Entre mercredi soir et jeudi matin, ils ont parcouru la totalité des infractions retenues dans l’acte d’accusation. Près de 300'000 francs de dégâts au total, entre des vitrines de boucheries caillassées au Molard, à Carouge ou au Eaux-Vives, le saccage de l’abattoir de Perly ou l’attaque des locaux du Service vétérinaire de l’État de Fribourg.

Incertitudes vs. «traces incontestables»

À chaque stade de la procédure, les preuves font défaut, soutient la défense, particulièrement structurée et résolue. Mes Olivier Peter et Léonard Micheli-Jeannet en ont la conviction: les soupçons des enquêteurs ont conduit à «monter un dossier» pour confondre le militant de 28 ans et sa camarade de six ans sa cadette. «Des soupçons qui confinent à l’arbitraire», soutiennent-ils. Mais, dans le cas de l’abattoir de Perly, les outils utilisés n’ont-ils pas été retrouvés dans le refuge où logeait le premier des prévenus? «La perquisition a eu lieu trois mois après. Beaucoup d’autres personnes passent en permanence dans ces locaux», relève Me Peter, plaidant le doute. «Le jour du saccage, mon client était observé et suivi par la police. Si c’est bien lui qui a attaqué l’abattoir, la police n’a rien vu, elle plaide donc son incompétence.»

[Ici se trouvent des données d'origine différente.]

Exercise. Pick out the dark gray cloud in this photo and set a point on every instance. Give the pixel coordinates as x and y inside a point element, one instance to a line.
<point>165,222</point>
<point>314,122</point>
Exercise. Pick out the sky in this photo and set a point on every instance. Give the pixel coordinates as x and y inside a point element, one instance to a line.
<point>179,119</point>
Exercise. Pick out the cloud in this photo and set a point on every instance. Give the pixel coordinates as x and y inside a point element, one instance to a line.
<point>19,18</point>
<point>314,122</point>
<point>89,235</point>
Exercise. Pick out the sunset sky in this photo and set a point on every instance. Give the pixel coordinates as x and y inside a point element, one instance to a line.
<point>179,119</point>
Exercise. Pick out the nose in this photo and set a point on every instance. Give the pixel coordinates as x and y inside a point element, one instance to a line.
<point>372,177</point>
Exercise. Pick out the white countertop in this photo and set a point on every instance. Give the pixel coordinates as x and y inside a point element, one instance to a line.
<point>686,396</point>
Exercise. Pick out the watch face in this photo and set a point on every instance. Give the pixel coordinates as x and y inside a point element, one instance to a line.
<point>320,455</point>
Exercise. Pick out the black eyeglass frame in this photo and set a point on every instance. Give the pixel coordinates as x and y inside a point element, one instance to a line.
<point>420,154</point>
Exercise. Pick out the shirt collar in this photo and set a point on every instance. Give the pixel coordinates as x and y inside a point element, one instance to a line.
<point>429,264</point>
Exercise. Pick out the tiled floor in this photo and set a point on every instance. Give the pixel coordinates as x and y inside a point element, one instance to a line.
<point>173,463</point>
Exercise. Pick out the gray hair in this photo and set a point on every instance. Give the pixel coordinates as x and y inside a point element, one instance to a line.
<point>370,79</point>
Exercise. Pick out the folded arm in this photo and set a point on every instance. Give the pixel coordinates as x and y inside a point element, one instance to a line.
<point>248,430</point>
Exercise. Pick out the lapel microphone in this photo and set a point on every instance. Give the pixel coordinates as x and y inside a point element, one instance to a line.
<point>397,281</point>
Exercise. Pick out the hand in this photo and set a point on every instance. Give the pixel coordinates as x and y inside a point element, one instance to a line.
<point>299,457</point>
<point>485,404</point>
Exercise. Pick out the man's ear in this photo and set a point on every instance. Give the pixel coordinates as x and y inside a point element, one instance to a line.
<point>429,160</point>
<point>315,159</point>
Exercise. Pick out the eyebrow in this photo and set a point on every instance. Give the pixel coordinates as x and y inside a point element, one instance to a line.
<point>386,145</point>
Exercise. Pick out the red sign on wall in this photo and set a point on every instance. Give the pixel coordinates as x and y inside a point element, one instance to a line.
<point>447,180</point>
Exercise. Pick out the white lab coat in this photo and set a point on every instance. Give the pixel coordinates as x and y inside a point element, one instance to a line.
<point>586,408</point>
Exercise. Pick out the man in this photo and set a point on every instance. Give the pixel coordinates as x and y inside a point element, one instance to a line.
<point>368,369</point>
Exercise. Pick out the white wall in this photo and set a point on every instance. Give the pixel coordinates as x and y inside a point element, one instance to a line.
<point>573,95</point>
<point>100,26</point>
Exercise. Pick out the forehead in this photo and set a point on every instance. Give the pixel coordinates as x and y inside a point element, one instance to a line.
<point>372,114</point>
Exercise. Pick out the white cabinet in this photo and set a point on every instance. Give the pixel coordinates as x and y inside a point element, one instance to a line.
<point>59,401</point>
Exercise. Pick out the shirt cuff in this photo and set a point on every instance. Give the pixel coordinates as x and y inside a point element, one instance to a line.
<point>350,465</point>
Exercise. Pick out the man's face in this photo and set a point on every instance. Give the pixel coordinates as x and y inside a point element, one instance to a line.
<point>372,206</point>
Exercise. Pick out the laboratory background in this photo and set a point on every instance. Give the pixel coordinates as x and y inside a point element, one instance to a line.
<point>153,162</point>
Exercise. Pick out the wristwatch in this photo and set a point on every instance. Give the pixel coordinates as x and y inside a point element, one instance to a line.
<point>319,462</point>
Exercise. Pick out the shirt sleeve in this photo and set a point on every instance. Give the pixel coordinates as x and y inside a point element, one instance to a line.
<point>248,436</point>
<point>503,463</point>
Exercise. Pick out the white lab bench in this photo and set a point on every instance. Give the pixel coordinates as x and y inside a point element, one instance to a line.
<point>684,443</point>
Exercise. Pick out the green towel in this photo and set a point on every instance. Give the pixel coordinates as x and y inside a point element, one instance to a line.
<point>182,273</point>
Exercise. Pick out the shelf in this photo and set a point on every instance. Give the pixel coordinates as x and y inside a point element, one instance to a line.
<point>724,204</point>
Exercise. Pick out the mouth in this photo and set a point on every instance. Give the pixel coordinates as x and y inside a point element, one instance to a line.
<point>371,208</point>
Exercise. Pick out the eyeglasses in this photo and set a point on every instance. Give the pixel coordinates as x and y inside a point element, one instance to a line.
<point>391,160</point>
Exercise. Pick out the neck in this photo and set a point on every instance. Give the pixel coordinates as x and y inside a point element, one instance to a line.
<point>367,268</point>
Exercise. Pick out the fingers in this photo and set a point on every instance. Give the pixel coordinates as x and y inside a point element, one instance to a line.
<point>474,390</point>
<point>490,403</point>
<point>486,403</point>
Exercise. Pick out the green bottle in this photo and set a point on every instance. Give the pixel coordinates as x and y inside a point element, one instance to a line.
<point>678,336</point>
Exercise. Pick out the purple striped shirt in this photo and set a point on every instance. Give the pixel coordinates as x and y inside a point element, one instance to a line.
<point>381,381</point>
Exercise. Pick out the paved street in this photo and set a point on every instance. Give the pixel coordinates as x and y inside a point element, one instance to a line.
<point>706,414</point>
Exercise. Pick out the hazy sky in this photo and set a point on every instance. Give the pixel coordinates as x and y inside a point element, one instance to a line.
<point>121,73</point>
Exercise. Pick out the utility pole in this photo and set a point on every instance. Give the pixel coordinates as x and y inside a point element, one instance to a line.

Au terme de leurs plaidoiries, les avocats ont demandé l’acquittement et des dédommagements pour chaque jour passé en prison préventive (200 francs par jour). Le principal prévenu ayant patienté onze mois derrière les barreaux, la facture pour l’État pourrait atteindre 68'000 francs.

Mais l’affaire n’en est pas encore là. Le dossier renferme pour l’heure une liste de dix-huit opérations de vandalisme. À charge, des traces «incontestables» pour le Ministère public – ADN et signaux téléphoniques – confondent ces militants qui se donnent la main et s’étreignent à chaque fois qu’une pause dans le procès le leur permet. À décharge, ils n’ont jamais été pris en flagrant délit (sauf pour l’occupation d’un abattoir Bell dans le canton de Soleure) et contestent les faits (hormis quelques tags dans les toilettes d’un McDonald’s).

«Mobile honorable»

Enfin, il est revenu à Me Laïla Batou d’invoquer la justification politique. Son client, le troisième prévenu, est appelé à la barre pour s’être enchaîné dans le plus grand abattoir de Suisse. Il est également l’auteur de tags dans les toilettes d’un McDonald’s. «Deux symboles de la consommation effrénée de viande», expose l’avocate, convaincue de la légitimité et de l’avant-gardisme de ces préoccupations. Si elle reconnaît que les pratiques des abattoirs sont légales, la désobéissance civile pour «un mobile honorable» mérite bien un acquittement ou une réduction de peine.

La lecture du verdict est attendue vendredi à 17h.